WASHINGTON — U.S. Citizenship and Immigration Services (USCIS) announced today changes to the H-2A regulations that will streamline the hiring process of temporary and seasonal agricultural workers. This final rule will facilitate the H-2A process for employers by removing certain limitations and will further encourage lawful employment. These changes stem from the commitment made by President Bush’s Administration in August 2007, after Congress failed to pass comprehensive immigration reform. This final rule supplements the extensive reforms of the H-2A program that are included in the Department of Labor’s final rule, also being published today.
U.S. employers may file an H-2A petition with USCIS if they have a shortage of available U.S. workers to fill temporary or seasonal agricultural jobs. Once the petition is approved, the employers can hire foreign workers to fill those jobs for a limited period of time. The final rule includes mechanisms to enhance the integrity of the program, increase protection of U.S. workers, and protect H-2A workers from unscrupulous employers and recruiters.
Key areas of reform addressed in the final rule include:
- Relaxing the current limitations on H-2A employers to petition for multiple, unnamed agricultural workers;
- Extending from 10 days to 30 days the time a temporary or seasonal agricultural worker may remain in the country following the expiration of his or her temporary H-2A stay;
- Reducing from six months to three months the time an H-2A worker who has spent three years in the United States must reside and be physically present outside the United States before he or she is eligible to re-obtain H-2A status;
- Allowing H-2A workers, who are changing from one H-2A employer to another H-2A employer, to begin work with the new petitioning employer upon the filing of a new H-2A petition, provided the new employer is participating in USCIS’ E-Verify program (accesible through the “Related Links” section of this page);
- Prohibiting H-2A employers and recruiters from imposing certain fees on prospective H-2A workers as a condition of employment;
- Requiring an approved temporary labor certification in connection with all H-2A petitions;
- Requiring employers to notify USCIS when H-2A workers fail to show up for work, complete the work more than 30 days early, are terminated, or abscond from the worksite; and
- Permitting the approval of H-2A petitions only for nationals of certain countries designated as important to the operation of the program and appearing on a list to be published annually in the Federal Register.
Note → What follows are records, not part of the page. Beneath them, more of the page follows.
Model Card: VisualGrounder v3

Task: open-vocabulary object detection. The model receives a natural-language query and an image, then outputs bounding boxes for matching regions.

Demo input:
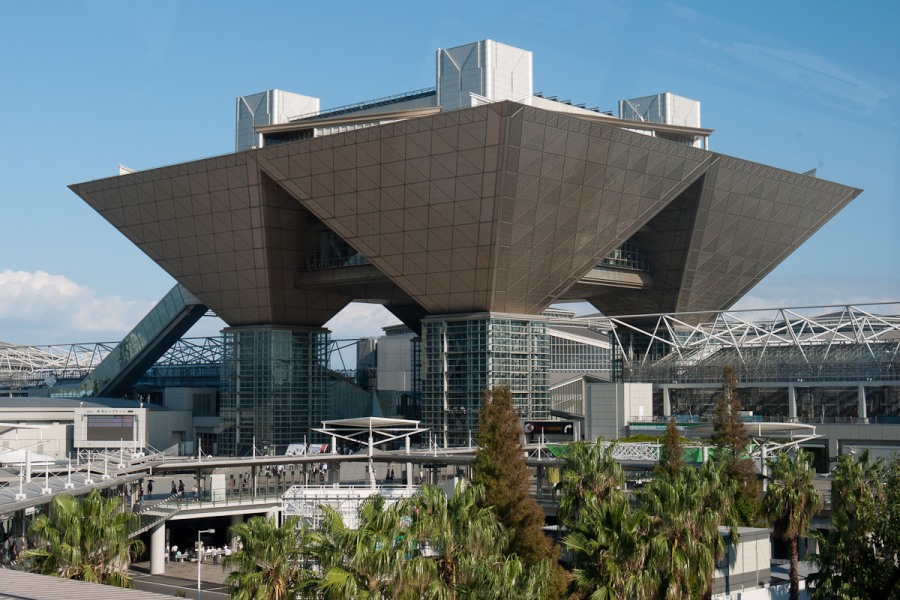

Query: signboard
[284,444,328,456]
[85,414,134,442]
[525,421,575,437]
The initial list of participating countries to be published simultaneously with this Final Rule includes Mexico, Jamaica, and 26 others. DHS may allow on a case-by-case basis a worker from a country not on the list to be eligible for the H-2A program if such participation is in the U.S. interest.
This rule will also establish a land-border exit system pilot program requiring H-2A workers admitted through a port of entry participating in the pilot program to also depart through a participating port and to present designated biographic and/or biometric information upon departure.
These changes are being made in further fulfillment of the commitment made by President George W. Bush’s Administration in August 2007, after Congress’ failure to pass comprehensive immigration reform, to address immigration challenges using existing authorities.
This final rule supplements the extensive reforms of the H-2A program that are included in the Department of Labor’s final rule, also being published today. The final rule has been transmitted to the Federal Register and will become effective 30 days after it is posted.